Timing Your Supplements Around Cortisol’s Natural Rhythm

Cortisol follows a predictable daily cycle. It peaks at or just before waking, then gradually declines throughout the day, reaching its lowest point in the late evening. That late-afternoon and evening drop isn’t just normal; it’s necessary. Research shows that artificially keeping cortisol elevated during that window induces insulin resistance and metabolic disruption.

This rhythm matters for timing. Supplements aimed at lowering chronic cortisol, like ashwagandha or magnesium, are generally taken in the evening to support that natural decline and improve sleep quality. Phosphatidylserine is best taken before or after exercise. L-theanine works within an hour, so you can time it around specific stressors. Omega-3s and vitamin C don’t have strong timing dependencies and can be taken with meals for better absorption.

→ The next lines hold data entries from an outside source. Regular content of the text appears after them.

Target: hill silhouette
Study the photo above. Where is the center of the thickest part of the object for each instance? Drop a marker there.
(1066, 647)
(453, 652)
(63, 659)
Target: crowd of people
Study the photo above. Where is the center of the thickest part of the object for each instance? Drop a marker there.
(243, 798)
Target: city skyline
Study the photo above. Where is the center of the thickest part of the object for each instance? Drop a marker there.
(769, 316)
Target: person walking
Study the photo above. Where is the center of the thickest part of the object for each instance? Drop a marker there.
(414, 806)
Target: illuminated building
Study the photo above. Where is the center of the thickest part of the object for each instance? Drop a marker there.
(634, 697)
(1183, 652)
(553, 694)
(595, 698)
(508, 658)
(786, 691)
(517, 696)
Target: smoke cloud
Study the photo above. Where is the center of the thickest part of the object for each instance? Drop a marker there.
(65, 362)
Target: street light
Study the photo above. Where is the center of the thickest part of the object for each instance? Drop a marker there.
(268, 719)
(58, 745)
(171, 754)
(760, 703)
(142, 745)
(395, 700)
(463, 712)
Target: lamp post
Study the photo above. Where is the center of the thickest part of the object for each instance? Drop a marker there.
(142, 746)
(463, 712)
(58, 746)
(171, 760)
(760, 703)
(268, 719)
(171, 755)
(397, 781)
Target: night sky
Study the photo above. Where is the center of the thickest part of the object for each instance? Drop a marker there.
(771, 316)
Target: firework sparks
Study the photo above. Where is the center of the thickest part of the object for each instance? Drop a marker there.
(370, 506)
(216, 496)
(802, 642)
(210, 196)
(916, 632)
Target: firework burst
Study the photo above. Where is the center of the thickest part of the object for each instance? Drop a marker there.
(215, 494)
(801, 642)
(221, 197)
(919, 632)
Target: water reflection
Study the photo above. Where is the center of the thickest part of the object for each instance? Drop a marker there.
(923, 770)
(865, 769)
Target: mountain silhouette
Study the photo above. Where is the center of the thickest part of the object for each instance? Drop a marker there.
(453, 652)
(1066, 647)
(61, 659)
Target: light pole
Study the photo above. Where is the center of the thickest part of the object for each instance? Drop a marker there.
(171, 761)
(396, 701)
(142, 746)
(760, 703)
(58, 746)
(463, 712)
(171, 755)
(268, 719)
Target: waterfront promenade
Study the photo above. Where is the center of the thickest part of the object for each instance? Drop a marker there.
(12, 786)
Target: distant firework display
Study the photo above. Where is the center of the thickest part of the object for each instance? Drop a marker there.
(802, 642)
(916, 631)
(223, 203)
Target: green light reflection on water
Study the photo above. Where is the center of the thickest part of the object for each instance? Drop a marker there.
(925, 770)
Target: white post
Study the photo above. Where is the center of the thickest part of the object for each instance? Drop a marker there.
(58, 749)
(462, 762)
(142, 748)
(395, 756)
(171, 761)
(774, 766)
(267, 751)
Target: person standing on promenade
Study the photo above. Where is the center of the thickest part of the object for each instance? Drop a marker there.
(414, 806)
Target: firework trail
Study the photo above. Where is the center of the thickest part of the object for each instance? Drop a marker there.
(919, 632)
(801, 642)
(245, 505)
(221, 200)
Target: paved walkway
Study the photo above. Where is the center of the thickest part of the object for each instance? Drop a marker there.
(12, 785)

How Long Before You Notice a Difference

The timeline varies considerably. L-theanine works within an hour of a single dose. Phosphatidylserine showed results after 10 days. Ashwagandha needs four to eight weeks of consistent use, with the strongest data at the 60-day mark. Magnesium was studied over 24 weeks, though many people report subjective improvements in sleep and tension within two to three weeks. Vitamin C trials ran for two months before measuring cortisol changes.

If you’re choosing one supplement to start with, ashwagandha has the broadest evidence for general stress-related cortisol reduction. If you’re dealing with exercise-induced cortisol spikes specifically, phosphatidylserine is more targeted. And if you suspect you’re simply low on magnesium or vitamin C, correcting that deficiency may resolve part of the problem on its own, without needing a specialized adaptogen.